The following lists commands and inputs for each kind of eval:
- Attitude tuning (command 0): Do not provide
--temperature, provide--temperature_listbecause it is tuning within a range. Example (on four ports).
python src/driver.py 0 --warmup_days 5 --run_days 15 \
--news_path data/news/COVID-news-total-k=10000.pkl \
--network_str data/social_network-num=100-incl=neutral.pkl \
--profile_path data/profiles-num=100-incl=neutral.pkl \
--model_type meta-llama/Meta-Llama-3.1-8B-Instruct \
--disease COVID-19 \
--ports 49172 55050 60050 60100 --temperature_list 0.1, 0.3, 0.5, 0.7, 1.0, 2.0
- Policy Strength Eval (command 1,2,3): Provide
--temperature(the selected temperature after attitude tuning). Example (on four ports).
python src/driver.py 1 --warmup_days 5 --run_days 15 \
--news_path data/news/COVID-news-total-k=10000.pkl \
--network_str data/social_network-num=100-incl=neutral.pkl \
--profile_path data/profiles-num=100-incl=neutral.pkl \
--model_type meta-llama/Meta-Llama-3.1-8B-Instruct \
--disease COVID-19 \
--ports 49172 55050 60050 60100 --temperature 0.7
- News Eval (command 4): Provide a news_list (positive and negative news).
python src/driver.py 4 --warmup_days 5 --run_days 15 \
--news_list data/news/COVID-news-positive-k=5000.pkl data/news/COVID-news-negative-k=5000.pkl \
--network_str data/social_network-num=100-incl=neutral.pkl \
--profile_path data/profiles-num=100-incl=neutral.pkl \
--model_type meta-llama/Meta-Llama-3.1-8B-Instruct \
--disease COVID-19 \
--ports 49172 55050 60050 60100 --temperature 0.7
- Policy Comparison (command 5). Need to specify a temperature, similar command to the Policy Strength Eval.
python src/driver.py 5 --warmup_days 5 --run_days 15 \
--news_path data/news/COVID-news-total-k=10000.pkl \
--network_str data/social_network-num=100-incl=neutral.pkl \
--profile_path data/profiles-num=100-incl=neutral.pkl \
--model_type meta-llama/Meta-Llama-3.1-8B-Instruct \
--disease COVID-19 \
--ports 49172 55050 60050 60100 --temperature 0.7
The eval outputs will stack up your storage in the long term, as it contains the output of individual agents in the simulated population. If you need to save the output in a custom directory for data storage, specify the --save_dir argument, otherwise it will be created in the current directory.
The output directory contains the following files:
- results: record the summary of all the simulation ran over a list of seeds, along with the individual run results.

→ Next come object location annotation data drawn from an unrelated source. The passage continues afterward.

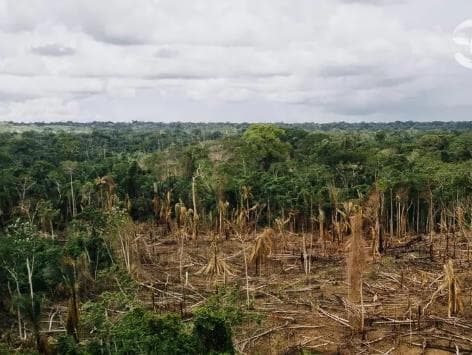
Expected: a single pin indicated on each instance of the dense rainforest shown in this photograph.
(77, 201)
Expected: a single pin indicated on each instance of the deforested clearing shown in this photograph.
(234, 238)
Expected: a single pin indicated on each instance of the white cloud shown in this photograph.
(239, 60)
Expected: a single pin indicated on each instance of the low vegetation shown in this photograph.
(234, 238)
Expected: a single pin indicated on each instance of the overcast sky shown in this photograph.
(221, 60)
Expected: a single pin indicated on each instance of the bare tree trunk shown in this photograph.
(74, 211)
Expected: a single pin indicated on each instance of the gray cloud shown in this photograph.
(53, 50)
(231, 60)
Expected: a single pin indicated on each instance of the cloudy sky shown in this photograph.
(233, 60)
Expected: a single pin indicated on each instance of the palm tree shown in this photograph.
(262, 248)
(69, 167)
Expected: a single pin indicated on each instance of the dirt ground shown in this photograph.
(303, 308)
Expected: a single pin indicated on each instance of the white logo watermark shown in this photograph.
(463, 38)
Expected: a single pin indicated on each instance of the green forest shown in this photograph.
(88, 212)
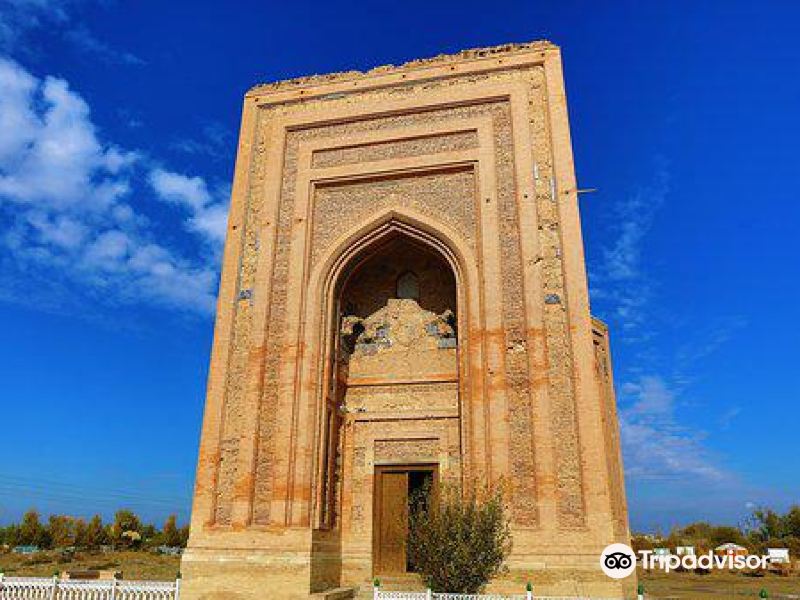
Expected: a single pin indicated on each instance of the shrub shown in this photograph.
(458, 542)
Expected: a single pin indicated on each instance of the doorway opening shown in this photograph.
(396, 487)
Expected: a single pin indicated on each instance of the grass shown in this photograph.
(717, 585)
(133, 565)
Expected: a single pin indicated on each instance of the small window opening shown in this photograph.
(408, 286)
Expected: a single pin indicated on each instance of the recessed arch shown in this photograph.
(325, 279)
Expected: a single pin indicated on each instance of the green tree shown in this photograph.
(127, 528)
(96, 534)
(31, 530)
(183, 536)
(11, 535)
(61, 530)
(170, 535)
(80, 533)
(458, 542)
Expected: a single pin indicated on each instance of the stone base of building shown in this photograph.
(247, 574)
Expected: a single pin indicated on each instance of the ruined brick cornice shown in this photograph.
(312, 85)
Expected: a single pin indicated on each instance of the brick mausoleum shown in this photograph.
(404, 298)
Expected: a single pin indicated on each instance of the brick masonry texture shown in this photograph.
(458, 171)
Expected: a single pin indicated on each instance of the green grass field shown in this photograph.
(673, 586)
(132, 565)
(717, 585)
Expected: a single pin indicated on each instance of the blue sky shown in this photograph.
(118, 124)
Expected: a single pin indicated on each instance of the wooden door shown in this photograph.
(391, 521)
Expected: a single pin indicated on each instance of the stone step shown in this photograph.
(334, 594)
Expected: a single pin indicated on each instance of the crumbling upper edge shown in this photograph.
(342, 76)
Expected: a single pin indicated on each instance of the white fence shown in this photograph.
(53, 588)
(379, 594)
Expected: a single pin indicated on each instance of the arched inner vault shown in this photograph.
(392, 401)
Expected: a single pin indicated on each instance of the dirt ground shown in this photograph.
(132, 565)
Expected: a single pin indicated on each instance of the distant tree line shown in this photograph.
(127, 531)
(764, 529)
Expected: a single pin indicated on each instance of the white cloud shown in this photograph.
(84, 40)
(180, 189)
(65, 212)
(655, 445)
(207, 216)
(619, 280)
(21, 17)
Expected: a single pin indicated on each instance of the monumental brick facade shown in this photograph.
(403, 296)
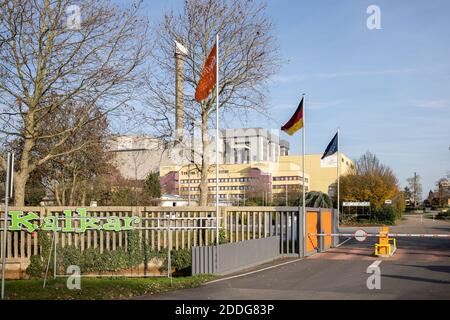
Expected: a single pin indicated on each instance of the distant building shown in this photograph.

- sim: record the detailed info of every simulation run, including all agents output and a trajectory of an individual run.
You can create more evaluations by modifying the eval function in the src/utils/eval_suite.py file. You can set the policy, news, social network, and the demographic of agents provided to the engine by specifying corresponding parameters.